Just the other day, we received a positive report back from the IPO examiner stating that they hadn't found any documents that might hinder our application. It was a relief indeed.
I can't imagine how devastating it must be to plough the best part of a year and all your life savings (and more) into a project only to discover someone on the other side of the world has thought of it two months before you did, but there are numerous instances of that happening since the history of patents began.
Design registration is a cheaper, simpler way to protect a product innovation if the value lies in its appearance rather than its function. It's important to note that you cannot apply for design registration before you apply for a patent - a fact that was thankfully pointed out to me by Alan Garratt. Design registration is particularly useful if your product's distinction from your competitors is visual.
The iPod, for instance, uses technology that was known for many years before Apple produced its version but an instantly recognisable design combined with their weighty brand is what made the product both successful and immediately identifiable.
Which leads me to our branding - quite a project in itself.
With quotes for an outsourced logo design coming in at around a thousand pounds, we decided to combine the creative efforts of myself and Fearsomengine and come up with our own design.
One of the early front runners in our hunt for a logo was of a waiter (we called him 'Logoman') stepping (or running) out of a warning triangle whilst holding a tray.
Although we liked Logoman and chortled inwardly about 'thinking outside of the triangle', we decided that having a warning symbol on our logo might not induce quite the emotional responses we were looking for.
After endless debates and design files being sent backwards and forwards, the font was chosen by Fearsomengine, I then extended the cross in the 't' and placed a bottle and glass on it, and Fearsomengine created an overlap to make it look more contemporary.

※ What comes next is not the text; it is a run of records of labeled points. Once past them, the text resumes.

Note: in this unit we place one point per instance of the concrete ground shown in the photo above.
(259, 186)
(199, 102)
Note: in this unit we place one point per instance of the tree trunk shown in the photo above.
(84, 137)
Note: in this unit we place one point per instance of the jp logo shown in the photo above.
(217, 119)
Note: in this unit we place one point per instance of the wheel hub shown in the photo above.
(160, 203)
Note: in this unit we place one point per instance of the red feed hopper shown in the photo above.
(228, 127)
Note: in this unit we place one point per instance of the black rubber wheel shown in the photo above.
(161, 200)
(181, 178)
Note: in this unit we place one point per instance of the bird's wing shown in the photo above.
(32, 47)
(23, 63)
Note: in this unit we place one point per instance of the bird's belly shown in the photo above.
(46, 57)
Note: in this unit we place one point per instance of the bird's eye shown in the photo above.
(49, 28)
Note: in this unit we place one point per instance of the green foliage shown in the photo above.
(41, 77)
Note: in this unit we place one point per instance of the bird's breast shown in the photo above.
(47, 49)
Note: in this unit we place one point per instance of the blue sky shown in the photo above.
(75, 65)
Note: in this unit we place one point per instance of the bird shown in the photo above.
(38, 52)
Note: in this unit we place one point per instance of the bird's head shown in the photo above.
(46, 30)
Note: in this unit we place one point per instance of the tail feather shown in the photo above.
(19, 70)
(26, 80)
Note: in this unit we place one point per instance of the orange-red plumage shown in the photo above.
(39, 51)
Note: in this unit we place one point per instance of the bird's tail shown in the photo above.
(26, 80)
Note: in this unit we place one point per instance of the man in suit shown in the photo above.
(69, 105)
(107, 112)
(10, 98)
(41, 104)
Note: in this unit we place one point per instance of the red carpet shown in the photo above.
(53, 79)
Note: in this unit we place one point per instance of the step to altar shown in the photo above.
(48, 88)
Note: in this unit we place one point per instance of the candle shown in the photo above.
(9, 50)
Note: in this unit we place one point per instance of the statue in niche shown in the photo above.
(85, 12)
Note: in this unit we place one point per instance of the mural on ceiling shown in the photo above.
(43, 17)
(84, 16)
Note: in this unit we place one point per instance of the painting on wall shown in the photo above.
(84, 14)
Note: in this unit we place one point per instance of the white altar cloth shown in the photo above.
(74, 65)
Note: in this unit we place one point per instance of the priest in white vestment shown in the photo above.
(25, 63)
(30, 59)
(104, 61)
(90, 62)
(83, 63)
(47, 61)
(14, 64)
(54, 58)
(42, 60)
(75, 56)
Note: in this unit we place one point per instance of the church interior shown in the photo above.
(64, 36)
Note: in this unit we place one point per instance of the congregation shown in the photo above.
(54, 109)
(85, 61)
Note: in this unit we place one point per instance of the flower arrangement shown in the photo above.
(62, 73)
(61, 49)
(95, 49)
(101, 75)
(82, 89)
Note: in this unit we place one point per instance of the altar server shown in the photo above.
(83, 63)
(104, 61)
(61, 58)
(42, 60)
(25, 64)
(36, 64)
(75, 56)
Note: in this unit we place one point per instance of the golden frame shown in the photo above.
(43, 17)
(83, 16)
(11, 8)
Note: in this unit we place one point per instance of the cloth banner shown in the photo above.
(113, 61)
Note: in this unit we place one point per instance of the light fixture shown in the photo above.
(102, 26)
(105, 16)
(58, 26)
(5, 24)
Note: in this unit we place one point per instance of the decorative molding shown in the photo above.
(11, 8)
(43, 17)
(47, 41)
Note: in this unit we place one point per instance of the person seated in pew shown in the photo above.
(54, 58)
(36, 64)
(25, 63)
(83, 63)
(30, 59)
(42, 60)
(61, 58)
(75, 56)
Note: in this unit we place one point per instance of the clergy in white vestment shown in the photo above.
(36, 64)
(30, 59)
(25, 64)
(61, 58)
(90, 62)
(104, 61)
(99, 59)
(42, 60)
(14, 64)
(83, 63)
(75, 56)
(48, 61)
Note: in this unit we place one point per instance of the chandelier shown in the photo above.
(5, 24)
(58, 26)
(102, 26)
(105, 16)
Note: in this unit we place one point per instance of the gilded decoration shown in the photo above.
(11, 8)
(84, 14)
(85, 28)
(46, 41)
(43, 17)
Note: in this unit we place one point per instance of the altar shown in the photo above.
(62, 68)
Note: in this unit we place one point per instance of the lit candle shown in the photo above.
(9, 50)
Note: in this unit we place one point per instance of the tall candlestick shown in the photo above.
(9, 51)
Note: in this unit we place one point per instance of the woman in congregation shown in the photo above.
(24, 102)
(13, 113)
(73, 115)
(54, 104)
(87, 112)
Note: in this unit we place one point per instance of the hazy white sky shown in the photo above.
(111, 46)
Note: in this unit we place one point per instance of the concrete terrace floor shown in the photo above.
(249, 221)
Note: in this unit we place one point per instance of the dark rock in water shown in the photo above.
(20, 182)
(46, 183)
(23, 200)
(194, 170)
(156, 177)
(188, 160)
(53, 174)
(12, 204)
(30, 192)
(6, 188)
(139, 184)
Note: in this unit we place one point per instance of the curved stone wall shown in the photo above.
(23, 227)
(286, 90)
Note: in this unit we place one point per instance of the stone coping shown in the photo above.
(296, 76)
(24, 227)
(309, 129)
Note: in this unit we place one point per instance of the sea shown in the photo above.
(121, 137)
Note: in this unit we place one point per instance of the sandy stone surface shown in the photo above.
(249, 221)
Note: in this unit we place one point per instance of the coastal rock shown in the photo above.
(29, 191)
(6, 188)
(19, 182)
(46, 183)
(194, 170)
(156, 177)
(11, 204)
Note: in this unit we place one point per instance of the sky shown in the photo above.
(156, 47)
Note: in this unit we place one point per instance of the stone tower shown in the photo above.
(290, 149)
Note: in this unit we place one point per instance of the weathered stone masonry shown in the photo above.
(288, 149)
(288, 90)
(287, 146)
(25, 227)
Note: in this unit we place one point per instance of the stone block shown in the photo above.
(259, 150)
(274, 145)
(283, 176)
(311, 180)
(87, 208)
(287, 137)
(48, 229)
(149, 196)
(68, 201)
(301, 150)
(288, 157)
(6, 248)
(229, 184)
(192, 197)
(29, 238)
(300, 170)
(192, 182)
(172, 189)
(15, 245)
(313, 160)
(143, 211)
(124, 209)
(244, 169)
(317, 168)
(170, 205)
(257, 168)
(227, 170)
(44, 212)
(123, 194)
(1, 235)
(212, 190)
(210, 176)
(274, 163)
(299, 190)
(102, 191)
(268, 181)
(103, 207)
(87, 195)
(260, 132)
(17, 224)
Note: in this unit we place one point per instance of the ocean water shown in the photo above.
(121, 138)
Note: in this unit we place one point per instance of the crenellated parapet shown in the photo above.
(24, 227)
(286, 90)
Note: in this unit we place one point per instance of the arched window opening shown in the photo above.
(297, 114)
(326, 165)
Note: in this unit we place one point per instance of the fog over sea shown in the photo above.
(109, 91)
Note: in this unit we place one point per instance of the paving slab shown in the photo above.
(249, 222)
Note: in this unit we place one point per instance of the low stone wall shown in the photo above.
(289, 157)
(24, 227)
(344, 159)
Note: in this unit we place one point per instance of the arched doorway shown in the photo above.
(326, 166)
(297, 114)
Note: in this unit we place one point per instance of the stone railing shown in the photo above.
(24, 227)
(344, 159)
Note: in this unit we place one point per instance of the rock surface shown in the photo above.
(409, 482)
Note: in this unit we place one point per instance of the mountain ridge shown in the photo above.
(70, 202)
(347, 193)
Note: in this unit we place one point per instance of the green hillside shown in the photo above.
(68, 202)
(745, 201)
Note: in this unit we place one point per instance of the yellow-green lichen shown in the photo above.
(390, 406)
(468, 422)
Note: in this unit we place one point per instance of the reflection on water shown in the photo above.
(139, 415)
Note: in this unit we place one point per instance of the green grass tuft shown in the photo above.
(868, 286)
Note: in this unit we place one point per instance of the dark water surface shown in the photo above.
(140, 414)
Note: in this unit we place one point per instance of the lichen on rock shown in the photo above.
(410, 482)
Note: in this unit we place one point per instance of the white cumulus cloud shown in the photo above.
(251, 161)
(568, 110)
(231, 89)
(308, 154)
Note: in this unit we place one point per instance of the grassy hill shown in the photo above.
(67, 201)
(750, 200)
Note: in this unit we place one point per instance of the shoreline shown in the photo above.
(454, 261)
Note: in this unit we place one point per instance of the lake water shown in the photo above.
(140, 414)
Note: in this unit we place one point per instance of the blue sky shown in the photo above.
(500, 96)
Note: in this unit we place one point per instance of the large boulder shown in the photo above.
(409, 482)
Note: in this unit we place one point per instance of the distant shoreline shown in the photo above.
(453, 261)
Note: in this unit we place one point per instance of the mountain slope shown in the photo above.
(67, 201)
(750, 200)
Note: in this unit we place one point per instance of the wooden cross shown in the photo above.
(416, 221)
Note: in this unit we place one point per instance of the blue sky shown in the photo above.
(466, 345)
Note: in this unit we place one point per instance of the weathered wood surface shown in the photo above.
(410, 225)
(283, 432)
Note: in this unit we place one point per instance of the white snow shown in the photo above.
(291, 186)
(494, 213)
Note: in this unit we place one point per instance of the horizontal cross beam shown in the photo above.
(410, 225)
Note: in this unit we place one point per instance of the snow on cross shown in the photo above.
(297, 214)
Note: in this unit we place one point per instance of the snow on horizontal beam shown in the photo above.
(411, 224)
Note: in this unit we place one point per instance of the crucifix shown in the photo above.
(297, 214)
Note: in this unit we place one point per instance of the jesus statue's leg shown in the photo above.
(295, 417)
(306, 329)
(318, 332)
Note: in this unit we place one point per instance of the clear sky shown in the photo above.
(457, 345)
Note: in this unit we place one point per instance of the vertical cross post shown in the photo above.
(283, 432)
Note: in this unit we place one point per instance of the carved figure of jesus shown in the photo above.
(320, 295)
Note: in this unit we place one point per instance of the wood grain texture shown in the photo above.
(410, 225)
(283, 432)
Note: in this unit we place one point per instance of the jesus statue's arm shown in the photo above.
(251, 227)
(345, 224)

Using a white logo on a black background was chosen for its impact and ease of use within the hospitality industry.
We were all happy with the result - or perhaps just so sick of discussing it that we had no energy left to even look at other possibilities. Whichever it was, the logo was well received and didn't cost us a penny.
With the logo immediately plastered all over business cards and rapidly handed out at various meetings and events, I worriedly looked out the notes I had taken on trademarks.
One concern I had with registering the logo was whether 'Safetray' would be considered fairly self-explanatory. You can't register a trademark that literally describes the product.
For instance, my journalist friend was joking about inventing a bra for men the other day. If she were to turn her joke into a reality, under the current UK trademark rules she couldn't register 'male bras' for her brand name but she could probably go for 'moob tube'.
You are also prevented from registering a logo with an image that is too descriptive. Our Logoman, for instance, would have ended up being rejected.
A quick call to Alan Garratt assured me that so long as the extended 't' logo was stylised with the bottle and glass on top, it wouldn't matter that it was a safe tray called 'Safetray'.
Just to be sure, I used the IPO's Right Start Examination Service. This service allows you to have your trademark examined before you commit to submitting it. You still pay half the money up front, but it means you won't lose the whole lot if your application is unsuccessful.
I submitted the logo online and heard a few weeks later that it had met the requirements of the IPO. I was delighted.
I would always recommend using a patent attorney for your patent if you think you have a good chance of having it registered, but having learnt the process for trademarks - and receiving invaluable support from Alan Garratt at ICASS - my opinion is that expensive legal support for protecting your logo is unnecessary.
Besides, like a lot of the experiences through the Safetray journey to date, it was more of an adventure to learn how to do it myself.